Il LLNL ha costruito progressivamente una serie di sistemi laser sempre più potenti, che hanno portato alla creazione del NIF, il sistema laser più grande del mondo (con le dimensioni di uno stadio sportivo). Sostanzialmente il sistema prevede che 192 potenti laser colpiscono contemporaneamente una la parte interna di un piccolo cilindro contenente due elementi chiave (il deuterio e il trizio). Dopo svariati esperimenti in cui gli scienziati americani si erano avvicinati all’obiettivo del guadagno energetico netto (ad esempio arrivando al 70% nell’agosto 2021), nell’esperimento dello scorso 5 dicembre il mega laser ha immesso 2,05 megajoule di energia nel bersaglio e ha prodotto 3,15 megajoule di produzione di energia di fusione, generando dunque oltre il 50% di energia in più rispetto a quella immessa.

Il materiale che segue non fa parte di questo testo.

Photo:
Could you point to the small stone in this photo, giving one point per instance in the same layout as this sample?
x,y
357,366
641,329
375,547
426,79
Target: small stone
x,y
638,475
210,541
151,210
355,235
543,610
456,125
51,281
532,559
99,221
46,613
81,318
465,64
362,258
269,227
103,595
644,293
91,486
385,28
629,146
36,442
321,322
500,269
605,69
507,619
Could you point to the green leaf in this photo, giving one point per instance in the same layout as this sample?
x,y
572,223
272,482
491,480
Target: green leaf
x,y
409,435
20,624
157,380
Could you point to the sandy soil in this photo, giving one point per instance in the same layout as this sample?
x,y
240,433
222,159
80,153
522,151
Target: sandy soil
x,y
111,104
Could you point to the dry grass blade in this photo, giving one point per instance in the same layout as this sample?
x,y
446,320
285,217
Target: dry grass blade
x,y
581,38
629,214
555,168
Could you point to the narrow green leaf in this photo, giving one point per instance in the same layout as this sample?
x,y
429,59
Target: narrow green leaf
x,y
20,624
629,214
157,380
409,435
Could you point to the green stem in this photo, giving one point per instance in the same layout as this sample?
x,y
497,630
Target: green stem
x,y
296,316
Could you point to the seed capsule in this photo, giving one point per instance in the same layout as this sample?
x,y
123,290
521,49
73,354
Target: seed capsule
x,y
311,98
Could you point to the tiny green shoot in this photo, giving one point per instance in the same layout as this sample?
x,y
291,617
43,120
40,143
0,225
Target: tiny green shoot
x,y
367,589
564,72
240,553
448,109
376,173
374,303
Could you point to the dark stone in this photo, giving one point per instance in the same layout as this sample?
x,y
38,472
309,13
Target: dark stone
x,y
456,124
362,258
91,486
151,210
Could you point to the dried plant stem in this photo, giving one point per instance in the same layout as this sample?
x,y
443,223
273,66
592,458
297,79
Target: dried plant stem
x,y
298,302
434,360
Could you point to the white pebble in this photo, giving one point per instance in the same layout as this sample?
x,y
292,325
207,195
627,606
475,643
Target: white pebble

“Questo è un risultato fondamentale per i ricercatori e il personale della National Ignition Facility, che hanno dedicato la loro carriera a far sì che l’accensione della fusione diventasse una realtà, e questa pietra miliare darà senza dubbio il via a ulteriori scoperte”, ha dichiarato il Segretario all’Energia Jennifer M. Granholm. “L’Amministrazione Biden-Harris è impegnata a sostenere i nostri scienziati di livello mondiale, come il team del NIF, il cui lavoro ci aiuterà a risolvere i problemi più complessi e urgenti dell’umanità, come la fornitura di energia pulita per combattere il cambiamento climatico e il mantenimento di un deterrente nucleare senza test nucleari”. D’altra parte, nonostante l’indubbio progresso e la certa enfasi dell’annuncio, lo stesso comunicato diffuso dal Dipartimento dell’energia americano ammette come siano ancora necessari molti sviluppi scientifici e tecnologici avanzati per ottenere una fusione nucleare semplice e accessibile per l’alimentazione di case e aziende. A domanda esplicita sui tempi di commercializzazione, gli scienziati del Livermore hanno parlato di alcuni decenni, magari non sei, probabilmente quattro. Insomma, quello che abbiamo visto oggi è un passettino verso la fusione nucleare, che non vedrà la luce prima della prossima metà del secolo, dunque decisamente non in tempo utile per fornire una energia pulita capace di contribuire a frenare il climate change. Gli Usa, però, temono che la Cina possa sopravanzare gli Usa in questa partita che potrebbe rivelarsi decisiva in prospettiva futura. Da qui un annuncio che serve a dare morale e a raccogliere finanziamenti in materia, sia pubblici che privati. L’obiettivo di medio termine per gli USA è quello di sviluppare un impianto pilota di fusione su larga scala che potrebbe fornire almeno 50 megawatt di energia alla rete statunitense.